Gig Economy Updates from Europe And Irish Courts’ First Gig Economy Decision

February 04, 2021

Author Note:  This article was contributed by HR Policy Global's friend Eimer Boyle, Senior Associate with Matheson in Ireland.

The traditional question of whether a person is an employee or an independent contractor in Ireland, like in many jurisdictions, has been re-ignited by the rise of the so-called gig economy.  In the first major judgment in this jurisdiction on the gig economy, the Irish High Court held delivery drivers for a major pizza chain were employees and not self-employed contractors.

Before delving into the details and ramifications of the Irish High Court’s decision, it is important to understand that the law in Ireland does not recognise the UK concept of “worker” that has been key to the gig economy debate in the UK (more on the UK below).  In making the decision that the delivery drivers for the pizza company were employee, the high court made some key observations, including: 

  • Mutuality of obligation existed – this is where the employer is obliged to provide the employee with work and the employee is obliged to accept and perform the work;
  • Integration – the drivers were integrated into the business because they wore company uniforms, displayed company logos on their cars and even greeted customers as personnel of the company; and
  • Terms of contract – here, the reality of the relationship after analyzing the terms of the contract was the drivers could not be truly regarded as self-employed individuals.

Deliveroo in Ireland has called on the Government to amend legislation to allow them to adapt its model and apply certain benefits for individuals without making them employees, in light of recent scrutiny following the death of a Deliveroo cyclist.  The tragedy highlighted the poor regulation and the lack of rights that those working in the gig economy currently have in Ireland.

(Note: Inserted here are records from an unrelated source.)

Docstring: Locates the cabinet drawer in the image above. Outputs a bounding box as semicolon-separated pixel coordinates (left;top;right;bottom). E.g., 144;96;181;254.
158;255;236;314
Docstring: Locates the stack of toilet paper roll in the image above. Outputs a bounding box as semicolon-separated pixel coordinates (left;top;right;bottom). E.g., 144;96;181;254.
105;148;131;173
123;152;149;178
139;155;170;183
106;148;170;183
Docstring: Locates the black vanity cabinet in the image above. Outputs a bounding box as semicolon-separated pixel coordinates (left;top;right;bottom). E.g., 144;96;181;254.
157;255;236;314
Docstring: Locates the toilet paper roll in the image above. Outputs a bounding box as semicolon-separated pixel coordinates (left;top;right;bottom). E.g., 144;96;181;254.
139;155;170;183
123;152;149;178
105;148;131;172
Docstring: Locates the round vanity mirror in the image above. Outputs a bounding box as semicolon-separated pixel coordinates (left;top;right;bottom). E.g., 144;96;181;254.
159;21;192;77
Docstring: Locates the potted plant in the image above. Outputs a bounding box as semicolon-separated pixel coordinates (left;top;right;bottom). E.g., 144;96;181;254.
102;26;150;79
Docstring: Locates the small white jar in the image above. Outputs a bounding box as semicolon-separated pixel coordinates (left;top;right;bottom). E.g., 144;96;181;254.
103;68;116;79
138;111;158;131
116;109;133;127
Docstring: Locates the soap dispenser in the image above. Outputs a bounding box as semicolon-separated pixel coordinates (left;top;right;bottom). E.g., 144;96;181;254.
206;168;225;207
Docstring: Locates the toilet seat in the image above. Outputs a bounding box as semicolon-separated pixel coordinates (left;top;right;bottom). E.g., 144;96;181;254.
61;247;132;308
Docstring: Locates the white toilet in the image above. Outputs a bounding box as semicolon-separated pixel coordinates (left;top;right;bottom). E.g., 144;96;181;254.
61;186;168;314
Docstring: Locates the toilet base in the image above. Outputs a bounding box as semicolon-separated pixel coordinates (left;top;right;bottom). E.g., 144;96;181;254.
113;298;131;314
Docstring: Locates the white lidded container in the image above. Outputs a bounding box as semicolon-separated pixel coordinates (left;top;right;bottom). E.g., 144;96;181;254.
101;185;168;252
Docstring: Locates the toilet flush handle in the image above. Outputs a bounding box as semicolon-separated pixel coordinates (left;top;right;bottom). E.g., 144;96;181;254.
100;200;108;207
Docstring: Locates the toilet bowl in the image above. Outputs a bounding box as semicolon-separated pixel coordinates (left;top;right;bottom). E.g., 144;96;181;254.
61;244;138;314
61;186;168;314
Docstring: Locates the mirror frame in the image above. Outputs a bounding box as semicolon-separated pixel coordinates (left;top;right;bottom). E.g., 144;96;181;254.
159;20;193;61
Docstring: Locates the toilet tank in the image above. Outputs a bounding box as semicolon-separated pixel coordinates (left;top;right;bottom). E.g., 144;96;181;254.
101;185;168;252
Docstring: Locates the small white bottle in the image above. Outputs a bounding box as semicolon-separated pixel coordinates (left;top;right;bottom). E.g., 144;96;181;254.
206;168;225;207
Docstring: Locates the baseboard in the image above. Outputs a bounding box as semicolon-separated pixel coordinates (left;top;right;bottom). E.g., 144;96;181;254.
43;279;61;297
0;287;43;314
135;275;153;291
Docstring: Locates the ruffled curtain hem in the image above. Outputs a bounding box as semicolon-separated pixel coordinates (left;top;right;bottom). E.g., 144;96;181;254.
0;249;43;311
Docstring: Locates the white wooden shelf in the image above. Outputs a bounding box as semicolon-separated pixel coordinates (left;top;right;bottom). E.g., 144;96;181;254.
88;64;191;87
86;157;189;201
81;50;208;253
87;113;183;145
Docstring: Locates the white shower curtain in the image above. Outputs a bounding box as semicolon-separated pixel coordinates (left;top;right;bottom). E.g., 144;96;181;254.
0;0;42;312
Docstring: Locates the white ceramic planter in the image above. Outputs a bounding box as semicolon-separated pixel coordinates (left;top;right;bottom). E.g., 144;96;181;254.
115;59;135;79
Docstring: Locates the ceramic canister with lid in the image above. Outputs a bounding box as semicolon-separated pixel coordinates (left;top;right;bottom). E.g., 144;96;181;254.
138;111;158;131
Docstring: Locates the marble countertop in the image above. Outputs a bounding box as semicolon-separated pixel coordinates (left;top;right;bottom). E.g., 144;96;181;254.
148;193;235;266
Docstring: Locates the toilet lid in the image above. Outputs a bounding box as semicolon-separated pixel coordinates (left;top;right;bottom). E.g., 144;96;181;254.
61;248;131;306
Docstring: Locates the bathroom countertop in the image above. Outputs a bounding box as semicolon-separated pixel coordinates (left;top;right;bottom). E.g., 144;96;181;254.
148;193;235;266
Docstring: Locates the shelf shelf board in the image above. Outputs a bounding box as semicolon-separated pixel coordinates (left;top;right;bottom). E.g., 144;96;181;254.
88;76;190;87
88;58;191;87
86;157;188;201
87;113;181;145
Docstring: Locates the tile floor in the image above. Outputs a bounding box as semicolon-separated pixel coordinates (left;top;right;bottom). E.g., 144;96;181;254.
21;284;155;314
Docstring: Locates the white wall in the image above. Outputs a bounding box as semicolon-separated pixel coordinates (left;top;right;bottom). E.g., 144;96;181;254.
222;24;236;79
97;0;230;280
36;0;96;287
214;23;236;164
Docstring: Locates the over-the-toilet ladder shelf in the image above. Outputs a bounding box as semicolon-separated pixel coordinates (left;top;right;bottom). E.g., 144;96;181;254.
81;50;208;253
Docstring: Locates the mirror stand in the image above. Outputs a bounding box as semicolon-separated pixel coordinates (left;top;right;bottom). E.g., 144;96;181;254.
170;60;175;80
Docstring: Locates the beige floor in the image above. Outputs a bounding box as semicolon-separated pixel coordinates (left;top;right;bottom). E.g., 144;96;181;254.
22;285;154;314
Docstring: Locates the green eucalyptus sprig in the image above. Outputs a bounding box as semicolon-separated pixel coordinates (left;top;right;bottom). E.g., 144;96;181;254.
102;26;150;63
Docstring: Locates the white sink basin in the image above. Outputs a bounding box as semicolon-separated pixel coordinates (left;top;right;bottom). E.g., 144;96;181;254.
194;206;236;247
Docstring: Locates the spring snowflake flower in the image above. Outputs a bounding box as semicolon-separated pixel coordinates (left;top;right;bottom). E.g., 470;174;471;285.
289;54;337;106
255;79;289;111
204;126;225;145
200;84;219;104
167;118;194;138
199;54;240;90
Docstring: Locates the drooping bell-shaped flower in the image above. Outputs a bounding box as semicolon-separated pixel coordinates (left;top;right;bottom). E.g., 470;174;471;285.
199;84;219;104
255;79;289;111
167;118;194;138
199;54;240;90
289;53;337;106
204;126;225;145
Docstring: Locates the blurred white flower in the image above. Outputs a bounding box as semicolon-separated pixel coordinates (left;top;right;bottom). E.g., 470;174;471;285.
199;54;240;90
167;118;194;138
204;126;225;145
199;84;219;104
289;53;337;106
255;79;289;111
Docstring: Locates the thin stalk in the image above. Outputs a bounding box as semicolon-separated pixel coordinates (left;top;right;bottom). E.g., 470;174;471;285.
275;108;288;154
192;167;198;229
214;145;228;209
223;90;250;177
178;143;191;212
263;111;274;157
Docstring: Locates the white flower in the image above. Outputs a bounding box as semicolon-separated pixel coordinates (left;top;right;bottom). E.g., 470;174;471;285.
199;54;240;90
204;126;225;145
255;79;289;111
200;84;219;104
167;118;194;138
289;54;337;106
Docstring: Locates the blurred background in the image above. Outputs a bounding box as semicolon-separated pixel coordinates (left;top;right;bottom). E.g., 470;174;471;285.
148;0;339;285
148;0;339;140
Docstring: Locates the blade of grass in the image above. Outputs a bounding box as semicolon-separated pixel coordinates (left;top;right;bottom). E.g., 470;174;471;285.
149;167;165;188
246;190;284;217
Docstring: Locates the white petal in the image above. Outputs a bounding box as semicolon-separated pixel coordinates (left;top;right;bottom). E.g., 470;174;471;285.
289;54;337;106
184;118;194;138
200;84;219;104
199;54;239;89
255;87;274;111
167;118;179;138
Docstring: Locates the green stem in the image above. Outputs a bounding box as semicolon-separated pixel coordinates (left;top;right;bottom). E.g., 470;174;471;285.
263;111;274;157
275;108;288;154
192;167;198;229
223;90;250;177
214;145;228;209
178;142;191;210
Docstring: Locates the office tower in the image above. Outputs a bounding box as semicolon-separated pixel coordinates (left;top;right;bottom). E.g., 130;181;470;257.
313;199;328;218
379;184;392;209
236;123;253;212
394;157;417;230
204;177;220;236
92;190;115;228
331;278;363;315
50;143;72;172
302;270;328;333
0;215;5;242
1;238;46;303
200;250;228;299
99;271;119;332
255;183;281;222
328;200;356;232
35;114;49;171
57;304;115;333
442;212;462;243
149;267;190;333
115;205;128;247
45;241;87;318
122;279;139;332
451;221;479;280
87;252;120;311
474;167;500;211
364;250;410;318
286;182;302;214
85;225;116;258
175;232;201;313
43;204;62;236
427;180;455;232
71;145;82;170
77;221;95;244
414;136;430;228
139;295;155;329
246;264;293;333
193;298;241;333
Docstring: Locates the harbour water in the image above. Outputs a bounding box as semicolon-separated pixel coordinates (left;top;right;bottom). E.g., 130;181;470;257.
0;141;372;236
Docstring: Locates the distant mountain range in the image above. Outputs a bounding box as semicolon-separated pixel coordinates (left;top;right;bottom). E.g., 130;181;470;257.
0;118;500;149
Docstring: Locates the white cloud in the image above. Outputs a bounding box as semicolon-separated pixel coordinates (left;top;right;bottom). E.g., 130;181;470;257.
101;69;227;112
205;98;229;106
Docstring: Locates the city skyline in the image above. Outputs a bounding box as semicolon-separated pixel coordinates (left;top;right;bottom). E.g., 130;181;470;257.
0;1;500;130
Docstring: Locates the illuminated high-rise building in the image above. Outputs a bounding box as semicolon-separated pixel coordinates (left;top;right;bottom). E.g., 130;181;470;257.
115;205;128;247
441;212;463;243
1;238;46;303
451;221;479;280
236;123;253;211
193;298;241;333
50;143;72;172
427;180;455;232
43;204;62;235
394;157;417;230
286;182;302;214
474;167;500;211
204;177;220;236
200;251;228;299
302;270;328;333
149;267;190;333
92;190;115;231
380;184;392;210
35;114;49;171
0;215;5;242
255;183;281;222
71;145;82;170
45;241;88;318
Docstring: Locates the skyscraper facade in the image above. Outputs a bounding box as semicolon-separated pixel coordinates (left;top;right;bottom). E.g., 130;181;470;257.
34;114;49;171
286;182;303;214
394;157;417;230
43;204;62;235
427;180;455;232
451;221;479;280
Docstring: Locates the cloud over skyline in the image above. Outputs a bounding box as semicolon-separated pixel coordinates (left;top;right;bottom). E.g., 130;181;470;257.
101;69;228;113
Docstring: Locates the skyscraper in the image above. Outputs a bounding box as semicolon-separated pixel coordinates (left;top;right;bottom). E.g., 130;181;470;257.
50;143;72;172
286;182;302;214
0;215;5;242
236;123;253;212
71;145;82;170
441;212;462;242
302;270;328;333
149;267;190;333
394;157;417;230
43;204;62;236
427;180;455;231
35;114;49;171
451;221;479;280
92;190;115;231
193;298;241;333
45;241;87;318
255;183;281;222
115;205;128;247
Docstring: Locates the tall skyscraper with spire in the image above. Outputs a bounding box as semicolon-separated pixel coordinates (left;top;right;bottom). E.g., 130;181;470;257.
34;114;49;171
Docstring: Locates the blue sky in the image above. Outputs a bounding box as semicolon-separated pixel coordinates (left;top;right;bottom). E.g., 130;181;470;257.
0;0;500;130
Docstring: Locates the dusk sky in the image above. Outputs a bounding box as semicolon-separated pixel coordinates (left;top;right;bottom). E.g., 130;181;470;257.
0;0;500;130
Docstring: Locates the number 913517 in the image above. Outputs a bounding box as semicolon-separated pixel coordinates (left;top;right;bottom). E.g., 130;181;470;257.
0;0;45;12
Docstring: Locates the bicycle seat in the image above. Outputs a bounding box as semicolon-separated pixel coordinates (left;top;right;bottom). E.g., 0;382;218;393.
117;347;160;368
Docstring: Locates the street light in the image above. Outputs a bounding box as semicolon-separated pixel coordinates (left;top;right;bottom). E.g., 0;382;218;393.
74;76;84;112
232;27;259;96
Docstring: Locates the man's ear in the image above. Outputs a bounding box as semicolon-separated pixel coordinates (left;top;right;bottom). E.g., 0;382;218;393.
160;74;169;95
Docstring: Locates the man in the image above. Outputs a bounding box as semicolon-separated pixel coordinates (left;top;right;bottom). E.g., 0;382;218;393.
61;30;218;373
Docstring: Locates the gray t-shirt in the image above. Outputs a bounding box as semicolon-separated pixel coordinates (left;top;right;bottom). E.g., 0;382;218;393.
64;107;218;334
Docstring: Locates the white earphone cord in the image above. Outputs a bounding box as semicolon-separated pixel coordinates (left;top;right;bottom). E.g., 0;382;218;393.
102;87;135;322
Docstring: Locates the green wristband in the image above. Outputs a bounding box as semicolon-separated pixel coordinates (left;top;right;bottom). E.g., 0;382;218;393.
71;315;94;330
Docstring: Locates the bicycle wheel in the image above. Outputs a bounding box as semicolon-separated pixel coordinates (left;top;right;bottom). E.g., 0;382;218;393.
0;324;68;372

Although not on the Government’s current legislative agenda, Irish case law is certainly one to watch and each employer operating in the gig economy must continue to ensure that their model is appropriately structured.  

The Gig Economy in the United Kingdom:  In the UK’s Employment Appeals Tribunal’s (“UK EAT”) decision Uber BV v Aslam and Others, the UK EAT held that Uber drivers were in fact “workers” – defined as self-employed, but provides services as part of someone else’s business – as opposed to self-employed contractors, which would entitle them to certain protections under UK employment law statutes, such as statutory annual leave, working time rights and national minimum wage.  An influential factor in the UK EAT’s finding was the level of control that Uber had over its drivers.  It found that the relationship, in reality, was very different to that reflected in the Uber drivers’ contracts.

Uber’s Chief Executive has previously argued for what he calls a “third way”, where drivers keep the flexibility of the self-employed model, while still receiving some benefits like holiday pay or sick leave.

Updates from the EU
:  Gig economy companies in Europe are under pressure to protect workers’ rights.  The chief executive of food delivery platform Just Eat has vowed to stop using gig workers in Europe, saying he wants to employ people who get benefits and have workplace security.

In Switzerland, it was ruled that Uber drivers were employees, and not independent contractors. Uber Eats was also ordered to stop using independent contractors in the Geneva area.

In 2018 in Denmark, an online platform for cleaning in private homes, Hilfr, formed a gig economy collective agreement with the largest Danish trade union. Hilfr co-founder Steffen Wegner Mortensen was quoted as saying that the agreement is “raising the bar for the gig economy and showing how we can all benefit from new technology without undermining labour rights and working conditions”.